3. Contact: I then take up a contact that feels no more than a can of beans in each hand - I'm sure I will be criticised for this but this is what my horse should habituate to in order to fully understand correct amounts of pressure.

4. Straightness: control over the shoulders using the turn response to ensure my horse is on whatever track I dictate. Without straightness I can't do anything else. My horse should maintain his OWN straightness - if he can't I go over it again until he does.  

5. I'd then expect my horse to maintain his own pace and straightness and ultimately his own carriage. When you've got a horse doing it by himself the feeling is wonderful and you don't need any amount of brute strength. I think this is what more professional riders do - they are just good at knowing when to release the pressure in order to train the horse to produce the correct behavioural responses to the lightest of aids.

Good luck.


----------



## siennamum (3 October 2012)

Tonks said:



			Apologies as I haven't read the whole thread but here goes.......

I understand that you're an experienced rider and I would have found myself saying the same thing as you a few years ago. However, after working with horses and studying the scientific approach of behaviourism (similar to how they train dogs but species specific) it has opened up a world of horses to me that I never thought possible. I hope some of these ideas may be useful for your riding/horse. 

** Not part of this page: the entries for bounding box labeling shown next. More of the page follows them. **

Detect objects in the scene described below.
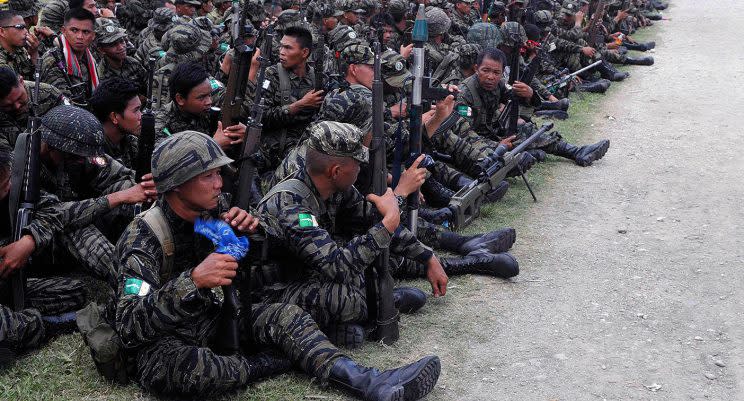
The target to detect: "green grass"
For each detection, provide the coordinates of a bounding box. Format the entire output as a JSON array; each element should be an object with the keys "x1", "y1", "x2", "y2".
[{"x1": 0, "y1": 25, "x2": 658, "y2": 401}]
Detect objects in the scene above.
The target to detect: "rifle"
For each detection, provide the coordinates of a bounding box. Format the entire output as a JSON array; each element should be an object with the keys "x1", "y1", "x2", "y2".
[
  {"x1": 449, "y1": 123, "x2": 553, "y2": 230},
  {"x1": 215, "y1": 0, "x2": 260, "y2": 355},
  {"x1": 545, "y1": 60, "x2": 602, "y2": 93},
  {"x1": 10, "y1": 60, "x2": 41, "y2": 311},
  {"x1": 134, "y1": 57, "x2": 156, "y2": 182},
  {"x1": 365, "y1": 41, "x2": 400, "y2": 345}
]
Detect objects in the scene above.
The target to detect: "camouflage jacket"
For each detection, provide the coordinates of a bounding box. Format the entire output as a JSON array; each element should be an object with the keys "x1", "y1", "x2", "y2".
[
  {"x1": 103, "y1": 134, "x2": 139, "y2": 169},
  {"x1": 0, "y1": 81, "x2": 69, "y2": 149},
  {"x1": 41, "y1": 47, "x2": 92, "y2": 105},
  {"x1": 155, "y1": 101, "x2": 214, "y2": 142},
  {"x1": 0, "y1": 46, "x2": 34, "y2": 80},
  {"x1": 97, "y1": 56, "x2": 147, "y2": 95},
  {"x1": 116, "y1": 199, "x2": 222, "y2": 349},
  {"x1": 257, "y1": 169, "x2": 433, "y2": 283}
]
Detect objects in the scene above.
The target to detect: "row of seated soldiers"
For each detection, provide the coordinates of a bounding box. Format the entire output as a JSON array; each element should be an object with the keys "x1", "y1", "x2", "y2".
[{"x1": 0, "y1": 0, "x2": 665, "y2": 400}]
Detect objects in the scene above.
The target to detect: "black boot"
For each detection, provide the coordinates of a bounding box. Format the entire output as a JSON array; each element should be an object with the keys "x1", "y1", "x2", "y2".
[
  {"x1": 393, "y1": 287, "x2": 426, "y2": 314},
  {"x1": 441, "y1": 249, "x2": 519, "y2": 278},
  {"x1": 548, "y1": 139, "x2": 610, "y2": 167},
  {"x1": 328, "y1": 355, "x2": 441, "y2": 401},
  {"x1": 537, "y1": 98, "x2": 571, "y2": 111},
  {"x1": 625, "y1": 56, "x2": 654, "y2": 65},
  {"x1": 597, "y1": 61, "x2": 630, "y2": 82},
  {"x1": 321, "y1": 323, "x2": 364, "y2": 349},
  {"x1": 421, "y1": 177, "x2": 455, "y2": 208},
  {"x1": 458, "y1": 228, "x2": 517, "y2": 255},
  {"x1": 41, "y1": 312, "x2": 77, "y2": 338}
]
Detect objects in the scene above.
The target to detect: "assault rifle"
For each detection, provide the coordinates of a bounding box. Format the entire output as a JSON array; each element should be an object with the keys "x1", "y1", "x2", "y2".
[
  {"x1": 10, "y1": 61, "x2": 41, "y2": 311},
  {"x1": 134, "y1": 57, "x2": 156, "y2": 182},
  {"x1": 449, "y1": 123, "x2": 553, "y2": 230},
  {"x1": 365, "y1": 36, "x2": 400, "y2": 344},
  {"x1": 545, "y1": 60, "x2": 602, "y2": 93}
]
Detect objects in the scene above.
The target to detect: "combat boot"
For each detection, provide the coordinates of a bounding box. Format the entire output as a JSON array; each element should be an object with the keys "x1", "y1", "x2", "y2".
[
  {"x1": 441, "y1": 249, "x2": 519, "y2": 278},
  {"x1": 548, "y1": 139, "x2": 610, "y2": 167},
  {"x1": 597, "y1": 61, "x2": 630, "y2": 82},
  {"x1": 421, "y1": 177, "x2": 455, "y2": 208},
  {"x1": 458, "y1": 227, "x2": 517, "y2": 255},
  {"x1": 41, "y1": 312, "x2": 77, "y2": 339},
  {"x1": 328, "y1": 355, "x2": 441, "y2": 401},
  {"x1": 536, "y1": 98, "x2": 571, "y2": 111},
  {"x1": 393, "y1": 287, "x2": 426, "y2": 314},
  {"x1": 322, "y1": 323, "x2": 364, "y2": 349},
  {"x1": 625, "y1": 56, "x2": 654, "y2": 65}
]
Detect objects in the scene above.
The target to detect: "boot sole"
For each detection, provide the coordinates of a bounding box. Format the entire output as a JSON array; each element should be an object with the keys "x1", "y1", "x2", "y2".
[
  {"x1": 402, "y1": 356, "x2": 442, "y2": 401},
  {"x1": 576, "y1": 141, "x2": 610, "y2": 167}
]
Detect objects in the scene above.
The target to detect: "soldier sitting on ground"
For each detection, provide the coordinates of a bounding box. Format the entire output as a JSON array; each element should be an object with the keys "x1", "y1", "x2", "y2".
[{"x1": 116, "y1": 131, "x2": 439, "y2": 401}]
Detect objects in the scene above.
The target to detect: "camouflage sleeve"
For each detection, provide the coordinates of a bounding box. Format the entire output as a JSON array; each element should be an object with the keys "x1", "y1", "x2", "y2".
[
  {"x1": 22, "y1": 192, "x2": 62, "y2": 253},
  {"x1": 115, "y1": 219, "x2": 213, "y2": 347},
  {"x1": 259, "y1": 192, "x2": 391, "y2": 283}
]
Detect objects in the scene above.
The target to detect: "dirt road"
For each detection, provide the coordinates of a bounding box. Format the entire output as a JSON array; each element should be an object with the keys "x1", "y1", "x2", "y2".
[{"x1": 430, "y1": 0, "x2": 744, "y2": 400}]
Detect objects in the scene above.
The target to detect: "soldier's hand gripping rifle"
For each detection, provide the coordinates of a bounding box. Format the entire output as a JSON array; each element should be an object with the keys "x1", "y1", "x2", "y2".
[
  {"x1": 450, "y1": 123, "x2": 553, "y2": 230},
  {"x1": 365, "y1": 36, "x2": 399, "y2": 344},
  {"x1": 10, "y1": 61, "x2": 41, "y2": 311}
]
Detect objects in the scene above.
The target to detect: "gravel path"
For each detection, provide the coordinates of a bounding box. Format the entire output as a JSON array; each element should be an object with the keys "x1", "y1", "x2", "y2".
[{"x1": 430, "y1": 0, "x2": 744, "y2": 400}]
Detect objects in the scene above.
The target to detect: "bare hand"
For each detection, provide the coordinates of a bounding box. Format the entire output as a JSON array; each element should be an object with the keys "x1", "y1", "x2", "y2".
[
  {"x1": 426, "y1": 256, "x2": 449, "y2": 297},
  {"x1": 512, "y1": 81, "x2": 535, "y2": 99},
  {"x1": 191, "y1": 253, "x2": 238, "y2": 288},
  {"x1": 222, "y1": 207, "x2": 258, "y2": 234},
  {"x1": 394, "y1": 154, "x2": 426, "y2": 197},
  {"x1": 0, "y1": 235, "x2": 36, "y2": 279}
]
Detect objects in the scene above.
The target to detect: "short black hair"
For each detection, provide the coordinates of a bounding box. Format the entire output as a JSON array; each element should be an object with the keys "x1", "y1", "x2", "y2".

Although there are individual differences amongst horses there are 4 basic movements that make up the horse's entire ridden repitoire. The 'stop', 'go' 'turn' and 'yield' response. We train these using Negative Reinforcement. That is, pressure and release at a very precise moment. When this release is carried out at the wrong time the horse begins to confuse what pressure means - hence not slowing or stopping when required. 

Again, (I don't think it applies to you) but when we inappropriately use leg pressure without the correct release (to REWARD the desired response) the horse commonly becomes known as 'dead to the leg'. The horse is not dead to the leg or ignorant - it is merely hasn't been taught what the pressure means.  

If your horse is hurtling down the arena and at events, wouldn't it make sense to go back and train the 'stop' response as it appears that your horse doesn't fully understand what pressure means. Some horses require little pressure others more, but the release of pressure and the training remains the same. 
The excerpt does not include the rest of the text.